En muchas ocasiones no sabemos lo que nos pasa.
Es solamente una sensación. Es difusa. No encontramos el motivo para sentirnos de ese modo, no se puede definir, ni saber dónde se ha producido, ni por qué, ni para qué, pero nos sentimos extraños y eso nos inquieta.
Generalmente, ese lo que nos pasa aparece sin que nos demos cuenta.
De pronto, nos sentimos así, o, de pronto, nos damos cuenta de que nos sentimos así.
Quienes nos conocen se dan cuenta de que estamos extraños, y lo preguntan, pero no somos capaces de razonarlo.
Si quien nos lo pregunta hubiera pasado por la misma situación, evitaría la pregunta, porque sabe que la única respuesta cierta es “no lo sé”.
“Déjame, ya se me pasará” es una de las respuestas habituales en estos casos. Y confiamos en que se nos pasará.
Casi no nos queda otro remedio, porque la respuesta buena, la auténtica, nos obligaría a un ejercicio de introspección, y eso, la verdad, no siempre es agradable porque obliga a sacar a la luz cosas que preferimos no ver, y es más cómodo vivir en la mentira de la ignorancia.
Ojos que no ven, corazón que no siente.
Si la situación perdura, buscamos vacuidades y distracciones como refugio en el que quedar a salvo de la insistencia de esa inquietud, ese lo que nos pasa, que se ha manifestado, precisamente, reclamando nuestra atención.
Pocas veces lo que nos pasa es que una alegría imborrable que nos ocupa enteros. Lo que nos pasa, habitualmente, se manifiesta como una seriedad y tristeza sin razón aparente.
¿Es nuestro ser interior manifestando su desacuerdo con nuestra vida?
¿Es algo que hemos reprimido ya mil veces y se empeña en que, por fin, se le preste atención?
No lo sabemos.
O no lo queremos saber.
O no nos atrevemos a preguntárnoslo.
Lo que nos pasa es que algo dentro de nosotros, y sin saber ponerle palabras o decirlo de un modo claro, se está manifestando para que tomemos conciencia, para que le prestemos –nos prestemos- atención.
O lo que nos pasa es que algo se está gestando, está requiriendo que le dediquemos nuestra atención, que paremos el modo de ser actual o que cambiemos lo habitual.
Es una llamada de atención, es una reclamación de vigilancia, de cuidado, de observación.
Hay que parar.
Hay que atender, observar, ver, comprender.
No hay que huir, olvidar, rechazar, negar.
Hay que preguntar, pero no a la mente y con la mente, sino al corazón.
¿Qué te pasa, corazón?
Y no desde la curiosidad o el malestar, sino desde el amor.

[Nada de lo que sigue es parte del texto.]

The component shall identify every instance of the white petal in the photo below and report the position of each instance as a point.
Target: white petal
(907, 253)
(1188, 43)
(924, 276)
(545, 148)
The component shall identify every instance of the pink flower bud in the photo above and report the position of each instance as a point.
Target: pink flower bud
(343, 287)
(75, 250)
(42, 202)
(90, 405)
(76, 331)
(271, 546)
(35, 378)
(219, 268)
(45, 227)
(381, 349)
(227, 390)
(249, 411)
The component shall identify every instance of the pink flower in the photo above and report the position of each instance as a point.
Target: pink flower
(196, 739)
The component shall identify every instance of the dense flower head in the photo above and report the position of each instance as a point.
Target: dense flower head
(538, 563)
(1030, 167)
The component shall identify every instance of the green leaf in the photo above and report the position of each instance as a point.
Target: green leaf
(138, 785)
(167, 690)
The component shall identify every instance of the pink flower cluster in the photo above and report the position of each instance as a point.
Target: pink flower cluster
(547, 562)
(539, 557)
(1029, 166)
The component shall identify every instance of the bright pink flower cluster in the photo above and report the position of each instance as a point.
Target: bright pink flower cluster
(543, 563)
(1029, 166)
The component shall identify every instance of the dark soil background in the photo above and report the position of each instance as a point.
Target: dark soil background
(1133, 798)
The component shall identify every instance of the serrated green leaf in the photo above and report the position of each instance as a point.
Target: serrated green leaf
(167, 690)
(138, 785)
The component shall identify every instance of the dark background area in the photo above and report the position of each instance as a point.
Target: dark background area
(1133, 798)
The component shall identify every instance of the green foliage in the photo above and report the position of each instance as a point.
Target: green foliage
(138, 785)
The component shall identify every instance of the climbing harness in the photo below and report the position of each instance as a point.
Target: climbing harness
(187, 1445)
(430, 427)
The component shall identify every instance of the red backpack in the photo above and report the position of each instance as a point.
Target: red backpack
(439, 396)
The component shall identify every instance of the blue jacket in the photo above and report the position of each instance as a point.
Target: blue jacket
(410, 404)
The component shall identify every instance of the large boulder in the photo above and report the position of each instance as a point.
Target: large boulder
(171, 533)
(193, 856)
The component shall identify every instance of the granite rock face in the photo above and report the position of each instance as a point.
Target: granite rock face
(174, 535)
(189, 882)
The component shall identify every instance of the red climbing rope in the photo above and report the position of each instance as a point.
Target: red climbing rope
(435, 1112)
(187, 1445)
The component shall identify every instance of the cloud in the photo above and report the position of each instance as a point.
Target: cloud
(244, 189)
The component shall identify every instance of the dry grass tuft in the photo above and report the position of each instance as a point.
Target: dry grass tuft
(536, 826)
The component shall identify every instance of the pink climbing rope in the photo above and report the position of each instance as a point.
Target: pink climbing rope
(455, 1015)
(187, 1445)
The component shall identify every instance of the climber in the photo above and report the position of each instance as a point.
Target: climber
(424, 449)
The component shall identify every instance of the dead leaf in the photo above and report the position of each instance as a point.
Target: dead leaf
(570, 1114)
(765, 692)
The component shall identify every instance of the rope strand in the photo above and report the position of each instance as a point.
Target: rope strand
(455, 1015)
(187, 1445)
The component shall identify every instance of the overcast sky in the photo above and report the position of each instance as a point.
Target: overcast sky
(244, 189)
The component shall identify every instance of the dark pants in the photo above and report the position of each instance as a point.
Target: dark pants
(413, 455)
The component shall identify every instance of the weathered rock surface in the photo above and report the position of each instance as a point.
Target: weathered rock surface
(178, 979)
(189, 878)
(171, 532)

Hay que agradecer el toque, la señal, el aviso.
Parar nuestro mundo distraído.
Hay una disconformidad manifiesta, una inquietud o intranquilidad, una insatisfacción, un grito de alarma… y hay que resolver ese asunto porque es “nuestro” asunto, y porque somos los inmediatos damnificados, y los beneficiados cuando lo hayamos resuelto.
El alma nos deja divagar y distraernos en lo mundano, como si fuéramos eternos niños jugando perpetuamente, pero siente cuándo se tiene que poner seria y recordarnos que el sentido de la vida es disfrutar y responsabilizarse, pero a partes iguales, y cuando la balanza se inclina hacia la desatención y, lógicamente, se desequilibra, una señal de alarma salta y nos sugiere una revisión serena y sincera, para averiguar qué nos está inquietando de verdad, qué nos estamos reclamando, qué tenemos que sanar, y tenemos que hacerlo para poder saber, de verdad, qué es lo que nos pasa.